En 2017 Ediciones Irreverentes concede el premio El Espectáculo Teatral a otra obra dedicada a una de las mujeres de este hecho histórico: La verdadera identidad de Madame Duval, de Antonio Miguel Morales Montoro. Nadie conoce la verdadera identidad de Madame Duval, una española refugiada en París inscrita en la lista negra de Franco y buscada por la GESTAPO y por el sanguinario policía español Pedro Urraca. Madame Duval logra sobrevivir al asedio apoyada por unas amigas que construyen en torno a ella una fortaleza que nadie puede derrumbar. Quien quiera conocer el verdadero nombre de Madame Duval, tendrá que ser testigo de su peripecia vital, para no juzgarla de antemano, como ha hecho la historia con la protagonista de esta obra, sin duda una de las mujeres más relevantes de nuestra contemporaneidad. Su nombre se nos irá revelando a través de los hechos que delimitan la acción, siendo este enigma una de las bazas del planteamiento dramático.
Como hecho significativo del devenir histórico de la España del s.XX, ambas mujeres acabarían en el exilio.
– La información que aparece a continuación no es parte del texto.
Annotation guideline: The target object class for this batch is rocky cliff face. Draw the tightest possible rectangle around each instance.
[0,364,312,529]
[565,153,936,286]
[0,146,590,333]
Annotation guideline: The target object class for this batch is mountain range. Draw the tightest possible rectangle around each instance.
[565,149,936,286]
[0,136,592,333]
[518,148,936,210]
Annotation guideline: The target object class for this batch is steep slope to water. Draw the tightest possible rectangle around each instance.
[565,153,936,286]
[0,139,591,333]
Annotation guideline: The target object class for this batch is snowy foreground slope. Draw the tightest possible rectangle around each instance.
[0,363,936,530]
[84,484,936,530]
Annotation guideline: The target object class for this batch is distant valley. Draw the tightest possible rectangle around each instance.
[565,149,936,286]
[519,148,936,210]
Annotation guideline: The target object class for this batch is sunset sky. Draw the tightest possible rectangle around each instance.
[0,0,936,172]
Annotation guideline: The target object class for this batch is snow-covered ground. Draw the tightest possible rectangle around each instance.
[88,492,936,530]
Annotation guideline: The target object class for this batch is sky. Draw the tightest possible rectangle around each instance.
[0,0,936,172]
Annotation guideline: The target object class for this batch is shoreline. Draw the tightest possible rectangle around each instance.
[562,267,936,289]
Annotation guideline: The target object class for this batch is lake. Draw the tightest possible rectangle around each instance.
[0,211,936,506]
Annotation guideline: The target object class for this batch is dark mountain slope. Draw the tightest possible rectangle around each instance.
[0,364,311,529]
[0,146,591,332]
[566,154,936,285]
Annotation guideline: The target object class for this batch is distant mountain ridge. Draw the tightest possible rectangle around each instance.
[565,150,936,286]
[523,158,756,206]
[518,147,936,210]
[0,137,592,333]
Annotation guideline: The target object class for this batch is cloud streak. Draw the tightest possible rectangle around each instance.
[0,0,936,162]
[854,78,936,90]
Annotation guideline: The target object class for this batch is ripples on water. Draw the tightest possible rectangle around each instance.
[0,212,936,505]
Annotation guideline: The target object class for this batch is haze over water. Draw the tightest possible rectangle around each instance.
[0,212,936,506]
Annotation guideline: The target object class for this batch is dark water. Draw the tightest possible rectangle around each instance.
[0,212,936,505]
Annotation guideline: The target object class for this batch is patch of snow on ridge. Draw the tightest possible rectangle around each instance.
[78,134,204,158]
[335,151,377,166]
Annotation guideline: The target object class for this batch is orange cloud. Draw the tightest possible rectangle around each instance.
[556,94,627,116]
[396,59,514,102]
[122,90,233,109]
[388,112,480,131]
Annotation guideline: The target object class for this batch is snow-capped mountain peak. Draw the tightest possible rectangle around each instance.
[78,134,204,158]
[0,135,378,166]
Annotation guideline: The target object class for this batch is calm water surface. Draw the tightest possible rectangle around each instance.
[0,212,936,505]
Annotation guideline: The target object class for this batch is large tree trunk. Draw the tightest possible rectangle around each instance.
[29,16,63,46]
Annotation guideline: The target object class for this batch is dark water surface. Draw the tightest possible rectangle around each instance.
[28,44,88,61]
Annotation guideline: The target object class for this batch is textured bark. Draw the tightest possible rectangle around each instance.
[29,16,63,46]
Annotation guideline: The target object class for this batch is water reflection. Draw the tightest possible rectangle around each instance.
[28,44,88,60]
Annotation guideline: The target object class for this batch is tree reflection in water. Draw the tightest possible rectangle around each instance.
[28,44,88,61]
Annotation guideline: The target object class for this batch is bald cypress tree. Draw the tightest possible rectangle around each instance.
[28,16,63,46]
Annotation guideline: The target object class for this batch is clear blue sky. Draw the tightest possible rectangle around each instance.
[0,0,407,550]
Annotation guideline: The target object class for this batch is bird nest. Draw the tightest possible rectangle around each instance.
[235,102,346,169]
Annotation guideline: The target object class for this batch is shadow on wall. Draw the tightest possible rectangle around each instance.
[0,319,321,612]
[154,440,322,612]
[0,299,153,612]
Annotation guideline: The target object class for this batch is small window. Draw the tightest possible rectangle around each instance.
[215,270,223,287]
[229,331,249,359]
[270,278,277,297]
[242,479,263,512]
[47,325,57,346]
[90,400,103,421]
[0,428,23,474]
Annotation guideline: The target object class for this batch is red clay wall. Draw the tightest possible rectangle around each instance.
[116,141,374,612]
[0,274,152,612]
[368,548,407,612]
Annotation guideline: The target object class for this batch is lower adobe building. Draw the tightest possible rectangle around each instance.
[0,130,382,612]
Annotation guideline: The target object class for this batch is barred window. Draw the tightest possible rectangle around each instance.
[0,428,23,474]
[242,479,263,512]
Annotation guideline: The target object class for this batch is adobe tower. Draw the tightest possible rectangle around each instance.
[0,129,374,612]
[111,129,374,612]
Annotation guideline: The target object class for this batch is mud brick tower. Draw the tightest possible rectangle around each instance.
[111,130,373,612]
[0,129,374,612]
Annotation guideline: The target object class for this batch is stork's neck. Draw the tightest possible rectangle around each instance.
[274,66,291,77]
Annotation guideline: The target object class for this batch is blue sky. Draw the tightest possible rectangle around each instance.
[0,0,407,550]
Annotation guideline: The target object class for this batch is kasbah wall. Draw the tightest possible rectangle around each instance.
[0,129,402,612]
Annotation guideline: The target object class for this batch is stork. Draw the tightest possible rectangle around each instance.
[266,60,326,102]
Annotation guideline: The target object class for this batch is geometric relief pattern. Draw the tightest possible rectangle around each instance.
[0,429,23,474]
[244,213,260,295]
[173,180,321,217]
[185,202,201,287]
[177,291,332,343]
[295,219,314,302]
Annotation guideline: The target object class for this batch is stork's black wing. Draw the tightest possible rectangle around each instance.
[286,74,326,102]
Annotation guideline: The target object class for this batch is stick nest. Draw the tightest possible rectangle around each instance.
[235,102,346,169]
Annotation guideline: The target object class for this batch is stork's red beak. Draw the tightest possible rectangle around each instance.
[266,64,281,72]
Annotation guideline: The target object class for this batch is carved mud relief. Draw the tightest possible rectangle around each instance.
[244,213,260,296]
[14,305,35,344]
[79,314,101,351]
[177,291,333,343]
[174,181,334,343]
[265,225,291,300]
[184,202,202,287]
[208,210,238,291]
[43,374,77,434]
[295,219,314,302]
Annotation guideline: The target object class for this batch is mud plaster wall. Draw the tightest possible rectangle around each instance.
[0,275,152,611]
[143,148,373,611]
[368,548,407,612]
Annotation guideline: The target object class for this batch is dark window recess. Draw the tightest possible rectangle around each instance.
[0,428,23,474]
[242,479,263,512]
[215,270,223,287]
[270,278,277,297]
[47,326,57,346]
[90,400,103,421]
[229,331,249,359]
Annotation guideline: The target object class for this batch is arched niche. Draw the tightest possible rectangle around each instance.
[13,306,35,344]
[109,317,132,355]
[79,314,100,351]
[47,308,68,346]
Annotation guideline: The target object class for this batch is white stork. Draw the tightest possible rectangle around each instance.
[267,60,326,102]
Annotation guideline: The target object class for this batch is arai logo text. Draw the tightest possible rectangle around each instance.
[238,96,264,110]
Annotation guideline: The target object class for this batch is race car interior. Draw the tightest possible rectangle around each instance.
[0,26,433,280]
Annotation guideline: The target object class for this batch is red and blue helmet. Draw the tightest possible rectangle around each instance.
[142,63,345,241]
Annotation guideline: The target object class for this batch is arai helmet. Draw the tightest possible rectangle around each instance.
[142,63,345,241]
En una época en la que el debate sobre los derechos y libertades de la mujer está más presente que nunca, resulta sorprendente que ninguna de estas tres obras –en el momento de escribirse este artículo– esté en las carteleras del país. La lectura de estas tres obras teatrales se muestra así básica para conocer la postura de los más significativos representantes de las artes escénicas en un debate que sucedió hace casi 90 años, pero cuyo resultado sigue marcando nuestra época. Es una lectura recomendable sobre todo para las generaciones más jóvenes, a quienes les sigue sorprendiendo que este debata haya existido hace tan poco tiempo.